Chicha, un petit chat, tente de sauver sa maîtresse de ses comportements autodestructeurs. A près de 40 ans, Charlotte et Laura transforment diamétralement leurs vies, chacune à sa façon… L’ami de Félix, rejeté par les siens, trouve sa voie en dehors des sentiers battus, alors que Rose fait de son existence un hymne permanent à la joie.

Ces cinq personnages aussi atypiques qu’attachants, passant du rire aux larmes, de l’abattement à l’espoir le plus fou, nous plongent dans une réflexion intense sur ce droit inaliénable qu’est le bonheur.

 

Mon avis

Une histoire douce. Belle.
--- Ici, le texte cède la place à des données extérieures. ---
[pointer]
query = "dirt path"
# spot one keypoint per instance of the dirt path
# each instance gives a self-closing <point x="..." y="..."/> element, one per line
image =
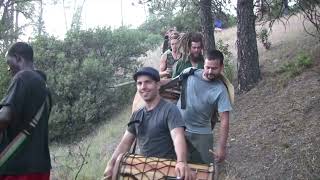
<point x="274" y="131"/>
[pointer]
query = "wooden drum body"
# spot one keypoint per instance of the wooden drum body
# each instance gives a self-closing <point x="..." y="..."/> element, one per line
<point x="137" y="167"/>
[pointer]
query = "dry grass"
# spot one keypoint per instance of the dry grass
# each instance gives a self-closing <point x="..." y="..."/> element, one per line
<point x="67" y="159"/>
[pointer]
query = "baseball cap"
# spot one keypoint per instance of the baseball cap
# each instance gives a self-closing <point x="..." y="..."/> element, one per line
<point x="148" y="71"/>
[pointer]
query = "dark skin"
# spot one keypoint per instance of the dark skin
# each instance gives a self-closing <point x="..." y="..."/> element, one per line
<point x="16" y="64"/>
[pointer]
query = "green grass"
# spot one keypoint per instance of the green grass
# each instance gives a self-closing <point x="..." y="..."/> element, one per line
<point x="92" y="152"/>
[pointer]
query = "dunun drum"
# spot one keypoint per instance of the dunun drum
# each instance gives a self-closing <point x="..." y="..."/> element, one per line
<point x="137" y="167"/>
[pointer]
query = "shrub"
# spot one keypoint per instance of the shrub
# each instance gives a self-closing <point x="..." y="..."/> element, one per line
<point x="81" y="71"/>
<point x="297" y="66"/>
<point x="228" y="64"/>
<point x="263" y="37"/>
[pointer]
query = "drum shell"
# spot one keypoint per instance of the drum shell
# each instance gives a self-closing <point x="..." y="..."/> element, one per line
<point x="133" y="167"/>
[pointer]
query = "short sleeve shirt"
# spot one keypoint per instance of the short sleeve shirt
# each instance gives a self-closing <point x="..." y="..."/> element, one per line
<point x="185" y="63"/>
<point x="153" y="129"/>
<point x="202" y="97"/>
<point x="25" y="96"/>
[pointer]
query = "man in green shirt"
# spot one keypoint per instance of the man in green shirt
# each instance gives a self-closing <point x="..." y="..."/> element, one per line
<point x="193" y="56"/>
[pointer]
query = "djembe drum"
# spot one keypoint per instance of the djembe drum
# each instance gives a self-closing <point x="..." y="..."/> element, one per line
<point x="137" y="167"/>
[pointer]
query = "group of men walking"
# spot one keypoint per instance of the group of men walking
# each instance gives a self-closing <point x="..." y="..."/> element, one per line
<point x="163" y="129"/>
<point x="182" y="131"/>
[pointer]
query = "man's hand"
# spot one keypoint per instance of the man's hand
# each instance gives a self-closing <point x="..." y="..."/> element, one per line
<point x="219" y="155"/>
<point x="108" y="172"/>
<point x="187" y="70"/>
<point x="183" y="171"/>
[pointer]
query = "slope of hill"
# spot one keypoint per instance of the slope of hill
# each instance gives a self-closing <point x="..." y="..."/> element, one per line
<point x="274" y="132"/>
<point x="274" y="129"/>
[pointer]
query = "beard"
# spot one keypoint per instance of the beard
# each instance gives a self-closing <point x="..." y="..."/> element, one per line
<point x="212" y="77"/>
<point x="196" y="58"/>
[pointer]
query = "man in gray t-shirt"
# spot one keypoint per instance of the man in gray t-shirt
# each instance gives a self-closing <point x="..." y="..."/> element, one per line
<point x="158" y="127"/>
<point x="205" y="92"/>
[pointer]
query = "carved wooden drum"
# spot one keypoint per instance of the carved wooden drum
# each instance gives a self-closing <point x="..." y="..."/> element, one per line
<point x="137" y="167"/>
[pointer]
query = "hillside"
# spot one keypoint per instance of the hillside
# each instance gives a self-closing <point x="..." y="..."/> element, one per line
<point x="274" y="128"/>
<point x="274" y="133"/>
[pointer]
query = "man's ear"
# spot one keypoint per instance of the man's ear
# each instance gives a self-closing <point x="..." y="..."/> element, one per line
<point x="18" y="58"/>
<point x="222" y="67"/>
<point x="158" y="85"/>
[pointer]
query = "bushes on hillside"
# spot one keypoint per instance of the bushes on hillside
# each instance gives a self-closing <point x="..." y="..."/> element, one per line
<point x="81" y="70"/>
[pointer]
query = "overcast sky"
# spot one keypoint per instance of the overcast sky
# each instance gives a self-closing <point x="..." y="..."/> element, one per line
<point x="95" y="13"/>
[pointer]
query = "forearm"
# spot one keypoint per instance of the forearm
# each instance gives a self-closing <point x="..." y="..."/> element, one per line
<point x="180" y="147"/>
<point x="123" y="147"/>
<point x="224" y="131"/>
<point x="5" y="117"/>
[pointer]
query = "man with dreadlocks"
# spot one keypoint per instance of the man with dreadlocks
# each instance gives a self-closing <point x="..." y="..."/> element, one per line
<point x="192" y="45"/>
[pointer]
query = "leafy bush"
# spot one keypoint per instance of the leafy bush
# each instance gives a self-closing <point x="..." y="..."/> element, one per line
<point x="81" y="71"/>
<point x="295" y="67"/>
<point x="228" y="65"/>
<point x="4" y="76"/>
<point x="263" y="37"/>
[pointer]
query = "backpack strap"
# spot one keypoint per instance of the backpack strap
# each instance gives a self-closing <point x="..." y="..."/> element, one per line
<point x="17" y="142"/>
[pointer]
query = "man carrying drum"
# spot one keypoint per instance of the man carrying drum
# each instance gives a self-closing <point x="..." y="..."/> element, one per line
<point x="158" y="127"/>
<point x="206" y="92"/>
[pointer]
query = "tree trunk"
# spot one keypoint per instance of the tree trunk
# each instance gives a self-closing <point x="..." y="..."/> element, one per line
<point x="248" y="60"/>
<point x="207" y="24"/>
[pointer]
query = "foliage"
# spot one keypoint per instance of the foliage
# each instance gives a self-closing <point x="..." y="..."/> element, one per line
<point x="297" y="66"/>
<point x="184" y="15"/>
<point x="270" y="11"/>
<point x="263" y="36"/>
<point x="228" y="65"/>
<point x="82" y="70"/>
<point x="10" y="27"/>
<point x="4" y="76"/>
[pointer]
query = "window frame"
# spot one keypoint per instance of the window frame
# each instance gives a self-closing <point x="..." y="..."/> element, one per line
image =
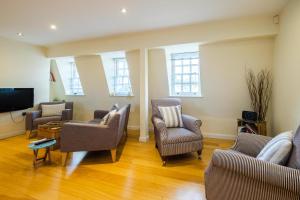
<point x="183" y="83"/>
<point x="115" y="77"/>
<point x="75" y="76"/>
<point x="69" y="74"/>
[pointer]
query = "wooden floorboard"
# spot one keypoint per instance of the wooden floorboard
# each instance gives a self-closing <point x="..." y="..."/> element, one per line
<point x="137" y="174"/>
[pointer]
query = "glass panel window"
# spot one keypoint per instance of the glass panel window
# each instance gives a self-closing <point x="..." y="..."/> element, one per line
<point x="185" y="74"/>
<point x="70" y="77"/>
<point x="121" y="81"/>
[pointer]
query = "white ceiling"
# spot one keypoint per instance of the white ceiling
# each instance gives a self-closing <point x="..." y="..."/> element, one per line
<point x="82" y="19"/>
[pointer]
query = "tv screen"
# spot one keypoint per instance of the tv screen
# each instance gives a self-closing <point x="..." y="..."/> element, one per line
<point x="12" y="99"/>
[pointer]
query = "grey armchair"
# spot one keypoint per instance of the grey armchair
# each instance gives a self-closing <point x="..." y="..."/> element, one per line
<point x="34" y="118"/>
<point x="236" y="174"/>
<point x="90" y="136"/>
<point x="174" y="141"/>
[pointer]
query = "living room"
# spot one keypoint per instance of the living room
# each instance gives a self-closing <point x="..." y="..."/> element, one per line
<point x="134" y="127"/>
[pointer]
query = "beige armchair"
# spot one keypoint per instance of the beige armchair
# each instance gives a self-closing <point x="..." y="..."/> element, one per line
<point x="236" y="174"/>
<point x="174" y="141"/>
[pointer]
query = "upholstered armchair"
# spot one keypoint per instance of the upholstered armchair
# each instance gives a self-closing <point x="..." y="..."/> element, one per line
<point x="174" y="141"/>
<point x="91" y="136"/>
<point x="236" y="174"/>
<point x="35" y="118"/>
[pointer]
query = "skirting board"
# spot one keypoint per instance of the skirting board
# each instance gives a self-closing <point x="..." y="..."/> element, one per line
<point x="144" y="138"/>
<point x="11" y="134"/>
<point x="219" y="136"/>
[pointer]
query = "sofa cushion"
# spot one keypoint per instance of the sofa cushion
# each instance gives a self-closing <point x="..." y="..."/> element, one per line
<point x="171" y="116"/>
<point x="294" y="160"/>
<point x="277" y="150"/>
<point x="44" y="120"/>
<point x="106" y="119"/>
<point x="53" y="110"/>
<point x="181" y="135"/>
<point x="163" y="102"/>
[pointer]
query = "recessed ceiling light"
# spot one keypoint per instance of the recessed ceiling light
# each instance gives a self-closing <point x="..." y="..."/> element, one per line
<point x="124" y="10"/>
<point x="20" y="34"/>
<point x="53" y="27"/>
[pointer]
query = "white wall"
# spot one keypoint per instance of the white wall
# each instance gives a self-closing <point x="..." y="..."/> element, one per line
<point x="96" y="93"/>
<point x="22" y="65"/>
<point x="224" y="87"/>
<point x="207" y="32"/>
<point x="286" y="96"/>
<point x="227" y="48"/>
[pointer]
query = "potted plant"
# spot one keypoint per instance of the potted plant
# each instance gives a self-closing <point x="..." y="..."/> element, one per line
<point x="260" y="91"/>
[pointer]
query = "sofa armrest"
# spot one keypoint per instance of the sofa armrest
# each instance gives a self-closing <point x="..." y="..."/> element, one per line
<point x="160" y="125"/>
<point x="191" y="123"/>
<point x="30" y="116"/>
<point x="87" y="137"/>
<point x="99" y="114"/>
<point x="250" y="144"/>
<point x="276" y="175"/>
<point x="67" y="115"/>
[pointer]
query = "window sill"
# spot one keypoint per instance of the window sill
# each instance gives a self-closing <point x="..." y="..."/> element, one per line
<point x="76" y="95"/>
<point x="185" y="96"/>
<point x="121" y="95"/>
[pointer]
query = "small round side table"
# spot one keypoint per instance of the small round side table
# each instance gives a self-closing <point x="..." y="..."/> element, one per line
<point x="36" y="148"/>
Tendre. Chaleureuse. Entre un chaton et sa maman humaine. Une histoire d’amour inconditionnelle. Merveilleuse de beauté. De souffrance. Telle est la première nouvelle qui nous laisse rêveur tant elle est tragiquement belle. Belle danschicha toute sa tristesse.

La seconde nouvelle m’a fait sourire. L’image, l’idée que les gens se forgent sur les autres est intrigante. Un beau message d’espoir. De résilience. De belles leçons de vie. De tolérance. D’amour de l’Autre. Quelle que soit sa différence. Et je ne vous parle que de ces nouvelles!!vanos V.

Chicha est un recueil qui se lit en un battement de cils tant les histoires sont émouvantes. Pleines d’une profonde tendresse. Chaque mot renvoie à soi. A l’autre. Pour regarder au fond de soi et faire taire les préjugés qui enlaidissent les relations humaines. Une ode à la tolérance. Un recueil à mettre entre les mains de notre jeunesse, de tous, afin que l’Humain ne soit aimé que pour ce qu’il est. Ce qu’il a le droit et la liberté d’être.

Que de beaux, de bons moments en compagnie de Chicha. Un conseil: Lisez-le! Offrez-le! Juste une chaîne d’amour, de tolérance à la face de notre monde actuel.